Why Strings as Classes?

Benji Smith dlanguage at benjismith.net
Tue Aug 26 10:25:40 PDT 2008


Walter Bright wrote:
> Yigal Chripun wrote:
>> a) people here said that a virtual call will make it slow. How much
>> slow? how much of an overhead is it on modern hardware considering also
>> that this is a place where hardware manufacturers spend time on
>> optimizations?
> 
> Virtual function calls have been a problem for hardware optimization. 
> Direct function calls can be speculatively executed, but not virtual 
> ones, because the hardware cannot predict where it will go. This means 
> virtual calls can be much slower than direct function calls.
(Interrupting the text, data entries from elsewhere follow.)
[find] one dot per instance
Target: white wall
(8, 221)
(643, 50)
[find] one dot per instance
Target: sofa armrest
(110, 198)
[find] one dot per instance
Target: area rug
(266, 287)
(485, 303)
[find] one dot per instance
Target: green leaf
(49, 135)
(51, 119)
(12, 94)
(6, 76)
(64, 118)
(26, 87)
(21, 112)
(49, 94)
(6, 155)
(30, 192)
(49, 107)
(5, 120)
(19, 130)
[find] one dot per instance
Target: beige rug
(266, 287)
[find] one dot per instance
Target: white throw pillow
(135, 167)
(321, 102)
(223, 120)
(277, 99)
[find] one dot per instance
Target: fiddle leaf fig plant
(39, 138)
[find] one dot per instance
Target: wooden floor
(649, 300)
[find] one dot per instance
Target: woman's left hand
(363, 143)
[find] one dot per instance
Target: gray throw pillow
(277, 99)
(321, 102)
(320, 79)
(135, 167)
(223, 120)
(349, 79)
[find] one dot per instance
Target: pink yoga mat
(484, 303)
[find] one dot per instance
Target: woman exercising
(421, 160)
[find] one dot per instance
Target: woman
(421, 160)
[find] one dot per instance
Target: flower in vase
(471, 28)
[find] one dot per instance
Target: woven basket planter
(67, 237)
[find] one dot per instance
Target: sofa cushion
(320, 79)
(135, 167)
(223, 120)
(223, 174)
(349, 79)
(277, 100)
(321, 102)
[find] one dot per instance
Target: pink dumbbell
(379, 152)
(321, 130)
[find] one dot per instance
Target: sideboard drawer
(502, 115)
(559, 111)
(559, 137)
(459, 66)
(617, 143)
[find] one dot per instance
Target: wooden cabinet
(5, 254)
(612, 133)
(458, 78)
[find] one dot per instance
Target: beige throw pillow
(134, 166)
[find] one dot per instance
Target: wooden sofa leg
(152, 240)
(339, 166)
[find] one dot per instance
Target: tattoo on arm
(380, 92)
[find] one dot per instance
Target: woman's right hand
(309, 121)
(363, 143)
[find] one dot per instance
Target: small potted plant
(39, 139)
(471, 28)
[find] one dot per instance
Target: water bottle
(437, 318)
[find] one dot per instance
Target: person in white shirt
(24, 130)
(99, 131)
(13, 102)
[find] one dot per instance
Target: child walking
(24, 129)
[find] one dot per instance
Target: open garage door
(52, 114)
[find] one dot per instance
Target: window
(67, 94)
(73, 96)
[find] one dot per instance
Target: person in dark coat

What about for software optimization?

I seem to remember reading something about the Objective-C compiler 
maybe six or eight months ago talking about some of its optimization 
techniques.

Obj-C uses a message-passing idiom, and all messages use dynamic 
dispatch, since the list of messages an object can receive is not fixed 
at compile-time.

If I remember correctly, this article said that the dynamic dispatch 
expense only had to be incurred once, upon the first invocation of each 
message type. After that, the address of the appropriate function was 
re-written in memory, so that it pointed directly to the correct code. 
No more dynamic dispatch. Although the message handlers aren't resolved 
until runtime, once invoked, they'll always use the same target.

Or some thing like that.

It was an interesting read. I'll see if I can find it.